Many of us dream of retiring at some point, but are you setting aside enough to make that a reality?
According to the Employee Benefit Research Institute (EBRI), you might not be on track.
The latest survey indicates that almost 25% of workers don’t even have $1,000 saved up toward retirement.
Almost half of everyone surveyed had socked away less than $25,000. That’s a fairly alarming number when you stop to think about it — especially when you consider that the EBRI reports that most people think they will need $500,000 to quit work for good.
Are You on Your Own for Retirement?
When planning for retirement, it’s nice to have a little help. Companies that offer retirement plans make it easier for workers to automate their retirement efforts. You can set money aside without thinking about the task, or even seeing it. It’s one way to pay yourself first.
Even better is if your employer offers a match. That’s free money you can get for retirement. And, of course, that sum grows over time when invested too, snowballing to a pretty healthy nest egg come retirement time.
How to Save on Your Own
If the EBRI survey is any indication, it’s clear that many people aren’t coming up with their own plan for saving for retirement. This is where things get sticky if you hope to build up your savings for the future.
If you are on your own for retirement, you need to take a more active role to build wealth for the future. Don’t get stuck. Come up with your own retirement plan.
One of the easiest ways to get started is to open an Individual Retirement Account (IRA).
Nearly anyone with earned income can open an IRA and make contributions. There are a number of discount brokers that can help you open an IRA and start investing. You can usually even set it up so that you automatically transfer money from your bank account to the investing account each month.
Set it up once, and then start making regular contributions.
If you are self-employed, there are options like the SEP and SIMPLE IRAs, plus the Solo 401(k). These accounts allow you to contribute more to your retirement account than you could with a “regular” IRA.
Another option, if you qualify with a high-deductible health care plan, is to open a Health Savings Account. You can plan to let the money grow instead of using the money as you go along. Doing so will allow you to save up money for health care costs during retirement in a tax free way.
David’s Note: HSAs are awesome for many, but don’t blindly jump in with both feet until you’ve done your research. Under current Federal tax law, money that goes into the HSA is tax deductible up to a yearly limit. The earnings inside the account will be tax free and withdrawals will also be tax free if they are used for qualified medical expenses. That’s why you hear about HSA funds being triple tax free sometimes. Sounds great right? However, check the your state tax laws too. California, for one, does not give a tax break on HSA contributions, nor are interest earned within the account tax free. It’s a big different, especially with the high tax rates that Californians get to “enjoy”.

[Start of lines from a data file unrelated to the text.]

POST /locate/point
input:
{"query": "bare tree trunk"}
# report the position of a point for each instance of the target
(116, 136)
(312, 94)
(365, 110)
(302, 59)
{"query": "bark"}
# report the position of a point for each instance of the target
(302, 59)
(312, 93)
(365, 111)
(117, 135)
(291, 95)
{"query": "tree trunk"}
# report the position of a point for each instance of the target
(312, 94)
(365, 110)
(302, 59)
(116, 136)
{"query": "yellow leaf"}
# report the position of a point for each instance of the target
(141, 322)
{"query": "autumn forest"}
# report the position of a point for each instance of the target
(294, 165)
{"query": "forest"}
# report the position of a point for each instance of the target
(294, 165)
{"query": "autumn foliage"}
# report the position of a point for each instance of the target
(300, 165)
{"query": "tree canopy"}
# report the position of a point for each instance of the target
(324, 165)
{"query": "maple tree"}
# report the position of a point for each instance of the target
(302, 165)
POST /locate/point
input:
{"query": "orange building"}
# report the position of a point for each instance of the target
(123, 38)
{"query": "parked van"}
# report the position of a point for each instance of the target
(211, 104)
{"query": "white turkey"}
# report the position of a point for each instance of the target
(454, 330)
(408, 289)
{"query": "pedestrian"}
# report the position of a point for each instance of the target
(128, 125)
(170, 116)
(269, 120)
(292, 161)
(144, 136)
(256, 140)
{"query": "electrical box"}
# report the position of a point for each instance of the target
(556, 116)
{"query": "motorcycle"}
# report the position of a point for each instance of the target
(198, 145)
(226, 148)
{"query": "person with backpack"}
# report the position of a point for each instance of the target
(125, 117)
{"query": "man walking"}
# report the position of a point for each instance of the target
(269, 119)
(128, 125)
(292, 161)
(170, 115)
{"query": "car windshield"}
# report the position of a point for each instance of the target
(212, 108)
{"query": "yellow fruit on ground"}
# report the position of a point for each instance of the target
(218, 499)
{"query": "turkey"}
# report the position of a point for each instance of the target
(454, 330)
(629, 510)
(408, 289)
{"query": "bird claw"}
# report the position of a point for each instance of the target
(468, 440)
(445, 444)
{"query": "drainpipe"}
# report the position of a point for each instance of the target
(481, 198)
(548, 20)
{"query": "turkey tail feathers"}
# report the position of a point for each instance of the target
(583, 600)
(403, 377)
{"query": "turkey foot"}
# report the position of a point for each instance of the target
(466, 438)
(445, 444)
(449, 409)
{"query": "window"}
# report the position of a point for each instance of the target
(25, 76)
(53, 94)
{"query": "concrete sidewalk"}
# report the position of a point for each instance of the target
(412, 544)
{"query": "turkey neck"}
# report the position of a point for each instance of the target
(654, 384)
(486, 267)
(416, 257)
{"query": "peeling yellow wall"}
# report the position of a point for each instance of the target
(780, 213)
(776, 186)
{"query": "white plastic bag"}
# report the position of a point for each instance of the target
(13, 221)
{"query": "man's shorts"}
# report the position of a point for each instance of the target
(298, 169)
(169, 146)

You can even use a taxable investment account as part of your strategy if you want to retire before you’re eligible to take penalty-free withdrawals from your accounts. Just make doubly sure you are taking advantage of the various other investment vehicles that won’t penalize you for withdrawing funds before you reach retirement age first.
If you don’t start setting money aside for retirement, you will be unlikely to reach your goals for the future. The best time to start saving for retirement is yesterday, but the second best time to start is now. Make a plan and get started ASAP to reduce the chances of a not-so-golden retirement.